He went back to his seedlings, which at least were innocent of any mystery, and worked out the rest of the afternoon until it drew near the time to return for Vespers; but there was still a good half-hour in hand when he was hailed from the river, and looked round to see Madog rowing upstream, and crossing the main current to come to shore where Cadfael was standing. He had abandoned his coracle for a light skiff, quite capable, as Cadfael reflected with a sudden inspiration, of ferrying an inquisitive brother across to take a look for himself at that placid inlet where the boy had dredged up the coin of which he thought so poorly.

Madog brought his boat alongside, and held it by an oar dug into the soft turf of the bank. ‘Well, Brother Cadfael, I hear the old dame’s gone, then. Trouble broods round that house. They tell me you were there to see her set out.’

Cadfael owned it. ‘After fourscore years I wonder if death should be accounted troublous. But yes, she’s gone. Before midnight she left them.’ Whether with a blessing or a curse, or only a grim assertion of her dominance over them and defence of them, loved or unloved, was something he had been debating in his own mind. For she could have spoken, but had said only what she thought fit to say, nothing to the point. The disputes of the day, surely relevant, she had put clean away. They were her people. Whatever needed judgement and penance among them was her business, no concern of the world outside. And yet those few enigmatic words she had deliberately let him hear. Him, her opponent, physician and - was friend too strong a word? To her priest she had responded only with the suggested movements of her eyelids saying yea and nay, confessing to frailties, agreeing to penitence, desiring absolution. But no words.

‘Left them at odds,’ said Madog shrewdly, his seamed oak face breaking into a wry smile. ‘When have they been anything else? Avarice is a destroying thing, Cadfael, and she bred them all in her own shape, all get and precious little give.’

‘I bred them all,’ she had said, as though she admitted a guilt to which her eyelids had said neither yea nor nay for the priest.

‘Madog,’ said Cadfael, ‘row me over to the bank under their garden, and as we go I’ll tell you why. They hold the strip outside the wall down to the waterside. I’d be glad to have a look there.’

‘Willingly!’ Madog drew the skiff close. ‘For I’ve been up and down this river from the water-gate, where Peche kept his boat, trying to find any man who can give me word of seeing it or him after the morning of last Monday, and never a glimpse anywhere. And I doubt Hugh Beringar has done better enquiring in the town after every fellow who knew the locksmith, and every tavern he ever entered. Come inboard, then, and sit yourself down steady, she rides a bit deeper and clumsier with two aboard.’

Cadfael slid down the overhanging slope of grass, stepped nimbly upon the thwart, and sat. Madog thrust off and turned into the current. ‘Tell, then! What is there over there to draw you?’
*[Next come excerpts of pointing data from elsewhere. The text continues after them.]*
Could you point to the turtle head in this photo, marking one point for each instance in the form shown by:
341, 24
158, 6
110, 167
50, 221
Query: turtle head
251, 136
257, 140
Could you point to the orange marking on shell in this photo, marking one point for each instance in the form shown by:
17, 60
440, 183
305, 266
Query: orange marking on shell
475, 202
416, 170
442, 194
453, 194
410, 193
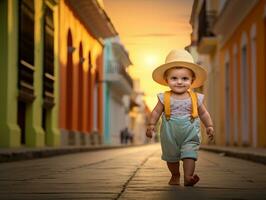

Cadfael told him what he had witnessed, and in the telling it did not seem much. But Madog listened attentively enough, one eye on the surface eddies of the river, running bland and playful now, the other, as it seemed, on some inward vision of the Aurifaber household from old matriarch to new bride.

‘So that’s what’s caught your fancy! Well, whatever it may mean, here’s the place. That Foregate lad left his marks, look where he hauled his toes up after him, and the turf so moist and tender.’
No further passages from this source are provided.